Definition of hot by Dictionary.com:

having or giving off heat; having a high temperature:

Definition of warm by Dictionary.com:

of or at a moderately high temperature; characterized by comparatively high temperature:

Many people argue that you it is wrong to say "I am (feeling) hot" and argues that "hot" refers to temperature 40℃ and above while "warm" refers to temperature 30-40℃.

I personally feel silly to say "I am (feeling) warm" because it is the fact that you have been warm all the time (unless the temperature just rose to 30℃ or dropped to 40℃).

I have tried to search about this but to no avail. Although I cannot find a direct comparison explanation ("hot" or "warm"), but I can find individually and confirm that both are grammatically correct.

  • Related: What does "I'm feeling hot" mean? Jul 4, 2016 at 11:23
  • @CowperKettle, can you point out the relation? I don't see a relation between "hot" as sexual connotation and is it right to use hot instead of warm to refer to high temperature.
    – XPMai
    Jul 4, 2016 at 11:26
  • 3
    Anyone who tries to claim that words like cold, cool, warm, hot can be precisely mapped onto specific temperature ranges is a complete idiot. Jul 4, 2016 at 13:44
  • @FumbleFingers, thanks! You should add that as answer. Btw, there are people who mapped it! Look at this Quora answer: quora.com/What-is-the-difference-between-the-word-warm-and-hot/…
    – XPMai
    Jul 4, 2016 at 14:23

2 Answers 2


First of all, as a speaker of American English, I would rarely say

I'm feeling hot/warm/cold.

This present progressive use of to feel is used for other things, such as

I'm feeling sick

At any rate, I could say

I'm hot/warm/cold.

if I wanted to report on my personal status.

But in many situations I would report on the temperature of my environment when I feel hot/warm/cold. Thus

It's hot/warm/cold/chilly (in/out here). (Could you fix it so that I'm not hot/warm/cold/chilly?)

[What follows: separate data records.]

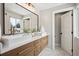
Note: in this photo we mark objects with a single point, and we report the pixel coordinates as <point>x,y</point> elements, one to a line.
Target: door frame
<point>53,24</point>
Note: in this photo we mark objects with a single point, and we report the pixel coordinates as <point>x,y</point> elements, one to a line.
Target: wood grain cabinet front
<point>30,49</point>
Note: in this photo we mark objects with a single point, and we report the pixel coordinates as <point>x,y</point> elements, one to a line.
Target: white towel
<point>0,46</point>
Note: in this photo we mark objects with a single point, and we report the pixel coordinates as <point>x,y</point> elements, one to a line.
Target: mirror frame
<point>3,31</point>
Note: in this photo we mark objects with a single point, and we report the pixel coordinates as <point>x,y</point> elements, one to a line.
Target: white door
<point>66,29</point>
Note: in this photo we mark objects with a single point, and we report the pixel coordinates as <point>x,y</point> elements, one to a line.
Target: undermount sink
<point>15,39</point>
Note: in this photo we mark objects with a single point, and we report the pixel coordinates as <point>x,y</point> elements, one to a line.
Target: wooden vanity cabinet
<point>37,47</point>
<point>44,42</point>
<point>30,49</point>
<point>21,51</point>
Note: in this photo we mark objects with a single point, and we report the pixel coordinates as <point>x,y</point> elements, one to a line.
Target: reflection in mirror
<point>19,20</point>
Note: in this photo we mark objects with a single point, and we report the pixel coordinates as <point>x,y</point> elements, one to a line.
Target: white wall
<point>46,20</point>
<point>0,19</point>
<point>57,30</point>
<point>7,20</point>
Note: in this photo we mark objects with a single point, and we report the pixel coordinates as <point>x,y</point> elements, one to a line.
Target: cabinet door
<point>27,52</point>
<point>37,50</point>
<point>44,42</point>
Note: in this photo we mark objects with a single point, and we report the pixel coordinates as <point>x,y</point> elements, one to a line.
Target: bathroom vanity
<point>21,32</point>
<point>31,47</point>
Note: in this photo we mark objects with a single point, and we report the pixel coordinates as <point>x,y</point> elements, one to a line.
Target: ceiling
<point>43,6</point>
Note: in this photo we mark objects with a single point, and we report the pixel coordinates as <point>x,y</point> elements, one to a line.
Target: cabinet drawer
<point>37,41</point>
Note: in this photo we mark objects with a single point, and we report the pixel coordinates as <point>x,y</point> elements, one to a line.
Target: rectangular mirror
<point>17,19</point>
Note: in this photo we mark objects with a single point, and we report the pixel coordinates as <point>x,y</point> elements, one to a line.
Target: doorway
<point>64,31</point>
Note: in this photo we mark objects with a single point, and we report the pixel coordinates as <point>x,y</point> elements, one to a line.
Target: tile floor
<point>56,52</point>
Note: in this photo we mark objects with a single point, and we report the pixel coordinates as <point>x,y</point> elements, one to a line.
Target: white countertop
<point>21,43</point>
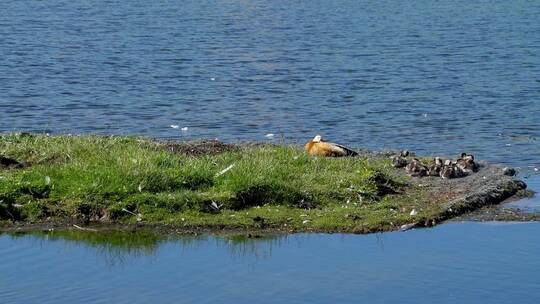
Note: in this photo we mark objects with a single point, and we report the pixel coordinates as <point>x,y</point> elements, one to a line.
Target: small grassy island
<point>51,181</point>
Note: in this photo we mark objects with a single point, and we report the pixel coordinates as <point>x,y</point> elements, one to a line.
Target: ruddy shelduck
<point>318,147</point>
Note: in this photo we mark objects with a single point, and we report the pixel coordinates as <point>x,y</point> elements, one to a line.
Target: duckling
<point>318,147</point>
<point>466,163</point>
<point>447,172</point>
<point>459,172</point>
<point>435,169</point>
<point>398,161</point>
<point>404,153</point>
<point>415,168</point>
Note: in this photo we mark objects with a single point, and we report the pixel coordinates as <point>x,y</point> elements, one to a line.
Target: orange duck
<point>318,147</point>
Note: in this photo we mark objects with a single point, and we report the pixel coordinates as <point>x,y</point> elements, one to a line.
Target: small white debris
<point>407,227</point>
<point>224,170</point>
<point>215,206</point>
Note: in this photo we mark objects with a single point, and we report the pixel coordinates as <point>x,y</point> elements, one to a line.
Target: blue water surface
<point>436,77</point>
<point>452,263</point>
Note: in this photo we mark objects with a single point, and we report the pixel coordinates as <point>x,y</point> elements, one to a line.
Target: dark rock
<point>509,171</point>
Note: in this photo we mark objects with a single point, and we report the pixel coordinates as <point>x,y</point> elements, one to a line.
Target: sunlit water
<point>431,76</point>
<point>436,77</point>
<point>453,263</point>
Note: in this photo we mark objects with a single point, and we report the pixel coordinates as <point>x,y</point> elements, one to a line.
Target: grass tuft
<point>95,178</point>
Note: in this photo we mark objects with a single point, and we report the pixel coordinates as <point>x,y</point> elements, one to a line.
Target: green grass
<point>95,178</point>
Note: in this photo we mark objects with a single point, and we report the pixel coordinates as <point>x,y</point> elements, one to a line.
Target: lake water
<point>430,76</point>
<point>452,263</point>
<point>435,77</point>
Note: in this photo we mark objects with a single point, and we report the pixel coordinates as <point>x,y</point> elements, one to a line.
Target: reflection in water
<point>453,263</point>
<point>118,247</point>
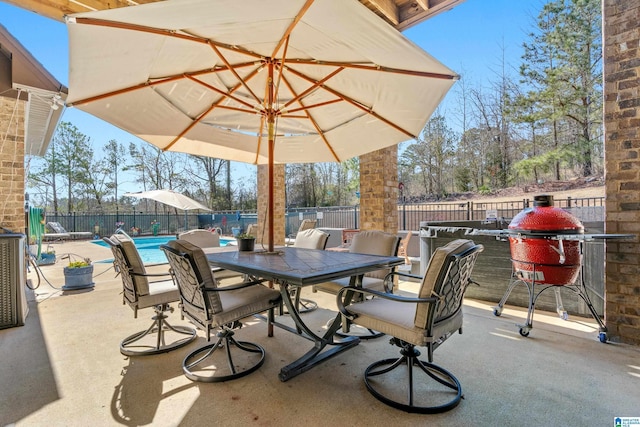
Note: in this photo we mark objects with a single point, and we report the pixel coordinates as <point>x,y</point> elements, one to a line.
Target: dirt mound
<point>576,188</point>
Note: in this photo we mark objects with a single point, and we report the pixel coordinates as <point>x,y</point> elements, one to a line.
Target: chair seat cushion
<point>397,319</point>
<point>159,293</point>
<point>244,302</point>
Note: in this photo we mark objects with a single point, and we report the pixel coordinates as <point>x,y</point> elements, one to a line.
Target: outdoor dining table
<point>290,267</point>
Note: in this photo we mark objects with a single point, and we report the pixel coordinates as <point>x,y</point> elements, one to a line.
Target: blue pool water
<point>149,248</point>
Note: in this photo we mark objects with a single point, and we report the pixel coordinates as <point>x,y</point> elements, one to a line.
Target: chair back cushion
<point>134,263</point>
<point>201,238</point>
<point>375,242</point>
<point>307,224</point>
<point>311,239</point>
<point>56,227</point>
<point>203,272</point>
<point>435,276</point>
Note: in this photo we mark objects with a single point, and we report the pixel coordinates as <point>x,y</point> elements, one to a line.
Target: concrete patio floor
<point>64,368</point>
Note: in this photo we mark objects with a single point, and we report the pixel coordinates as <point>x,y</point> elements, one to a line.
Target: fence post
<point>404,213</point>
<point>355,216</point>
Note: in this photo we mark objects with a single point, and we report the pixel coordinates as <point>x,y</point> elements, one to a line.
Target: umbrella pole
<point>270,125</point>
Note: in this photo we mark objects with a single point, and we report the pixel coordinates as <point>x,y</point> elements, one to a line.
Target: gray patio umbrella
<point>171,198</point>
<point>262,82</point>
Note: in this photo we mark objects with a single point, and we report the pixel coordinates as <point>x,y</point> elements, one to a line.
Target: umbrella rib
<point>149,83</point>
<point>162,32</point>
<point>233,71</point>
<point>376,68</point>
<point>355,104</point>
<point>313,122</point>
<point>224,94</point>
<point>312,87</point>
<point>214,105</point>
<point>286,113</point>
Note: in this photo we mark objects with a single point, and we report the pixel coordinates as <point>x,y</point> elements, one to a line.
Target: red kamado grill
<point>538,252</point>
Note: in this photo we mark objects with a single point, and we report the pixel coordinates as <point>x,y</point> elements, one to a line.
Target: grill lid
<point>545,220</point>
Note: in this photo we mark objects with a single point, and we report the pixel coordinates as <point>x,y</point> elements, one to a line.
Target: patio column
<point>278,203</point>
<point>379,190</point>
<point>12,116</point>
<point>622,166</point>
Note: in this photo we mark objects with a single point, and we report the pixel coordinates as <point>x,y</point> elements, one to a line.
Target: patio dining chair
<point>205,239</point>
<point>311,238</point>
<point>305,224</point>
<point>427,320</point>
<point>371,242</point>
<point>210,307</point>
<point>144,290</point>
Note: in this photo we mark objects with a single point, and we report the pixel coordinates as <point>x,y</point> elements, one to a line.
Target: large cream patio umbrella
<point>256,81</point>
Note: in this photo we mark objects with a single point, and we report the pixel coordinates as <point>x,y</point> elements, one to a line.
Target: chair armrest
<point>234,287</point>
<point>389,278</point>
<point>385,295</point>
<point>167,274</point>
<point>400,273</point>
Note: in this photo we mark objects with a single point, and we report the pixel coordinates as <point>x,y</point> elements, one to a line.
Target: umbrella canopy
<point>263,82</point>
<point>171,198</point>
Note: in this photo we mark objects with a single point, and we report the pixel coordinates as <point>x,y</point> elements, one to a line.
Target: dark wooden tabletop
<point>301,267</point>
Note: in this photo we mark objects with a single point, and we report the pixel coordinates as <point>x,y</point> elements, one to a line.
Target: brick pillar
<point>12,164</point>
<point>278,204</point>
<point>622,165</point>
<point>379,190</point>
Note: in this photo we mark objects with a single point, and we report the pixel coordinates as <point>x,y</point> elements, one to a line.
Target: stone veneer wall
<point>379,190</point>
<point>12,164</point>
<point>621,32</point>
<point>278,204</point>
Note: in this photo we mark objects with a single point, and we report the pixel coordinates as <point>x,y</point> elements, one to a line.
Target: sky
<point>471,39</point>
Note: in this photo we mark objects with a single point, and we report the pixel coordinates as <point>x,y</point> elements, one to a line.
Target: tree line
<point>537,120</point>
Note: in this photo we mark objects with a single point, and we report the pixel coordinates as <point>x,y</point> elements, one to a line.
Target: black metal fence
<point>410,215</point>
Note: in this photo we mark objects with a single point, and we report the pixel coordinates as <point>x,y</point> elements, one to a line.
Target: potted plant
<point>246,242</point>
<point>33,245</point>
<point>47,257</point>
<point>78,275</point>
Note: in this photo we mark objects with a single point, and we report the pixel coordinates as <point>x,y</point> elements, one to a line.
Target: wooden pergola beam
<point>400,14</point>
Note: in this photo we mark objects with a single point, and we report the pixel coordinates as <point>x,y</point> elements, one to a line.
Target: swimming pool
<point>149,248</point>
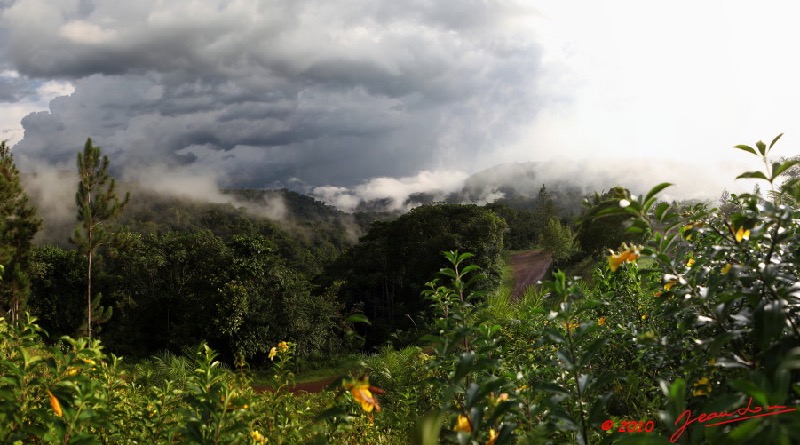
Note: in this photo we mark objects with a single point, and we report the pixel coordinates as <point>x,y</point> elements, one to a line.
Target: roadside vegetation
<point>686,331</point>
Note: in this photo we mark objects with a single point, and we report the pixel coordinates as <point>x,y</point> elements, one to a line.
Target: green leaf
<point>594,348</point>
<point>747,149</point>
<point>656,190</point>
<point>761,148</point>
<point>660,209</point>
<point>358,318</point>
<point>752,175</point>
<point>775,140</point>
<point>427,429</point>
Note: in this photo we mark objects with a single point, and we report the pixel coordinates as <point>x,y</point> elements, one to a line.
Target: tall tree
<point>98,204</point>
<point>18,225</point>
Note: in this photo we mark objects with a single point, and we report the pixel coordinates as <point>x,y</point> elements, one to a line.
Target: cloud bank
<point>359,100</point>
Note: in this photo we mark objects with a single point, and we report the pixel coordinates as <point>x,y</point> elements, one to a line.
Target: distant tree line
<point>174,273</point>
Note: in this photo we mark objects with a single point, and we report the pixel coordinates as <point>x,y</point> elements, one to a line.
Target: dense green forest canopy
<point>269,265</point>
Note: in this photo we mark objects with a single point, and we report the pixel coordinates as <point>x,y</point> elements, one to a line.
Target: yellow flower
<point>742,234</point>
<point>492,436</point>
<point>362,393</point>
<point>627,255</point>
<point>257,437</point>
<point>701,387</point>
<point>463,425</point>
<point>570,326</point>
<point>55,404</point>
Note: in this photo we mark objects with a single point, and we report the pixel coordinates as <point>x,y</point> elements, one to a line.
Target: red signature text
<point>729,417</point>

So, yes you can say both It's hot or It's warm. And you can say this to either report a fact

It's hot. It's 40°.

It's warm. It's 30°.

or to indicate that you feel hot or warm. But feeling is subjective, and what is hot to one person may be warm to someone else.

Note I can remark on other facets of my environment, such as

It's humid/drafty in here.

but I couldn't say

*I'm humid/drafty

  • Hi, I'm inquiring on "hot" and "warm". Would you please cover that too? Perhaps this: "It's hot" vs "It's warm". Is the first one grammatically incorrect? Yes/no please explain. :)
    – XPMai
    Jul 4, 2016 at 16:15
  • Both of them are grammatical. I've edited my answer a bit Jul 4, 2016 at 16:29

To feel hot.

To feel warm.

Both of them are correct, but depending on the context you should use one and avoid the other. So it's basically context dependent.

  • WARM is generally regarded as something that is comfortable, on the other hand HOT is something uncomfortable, when it comes to talking about temperature you feel.


By morning she felt hot and sweaty, as though she was getting the flu.

She held her palms to the oven. It felt warm but not hot.

The room was cold, but under the blanket I felt warm and cozy.

Grace tried to breathe, but the room felt hot and noisy.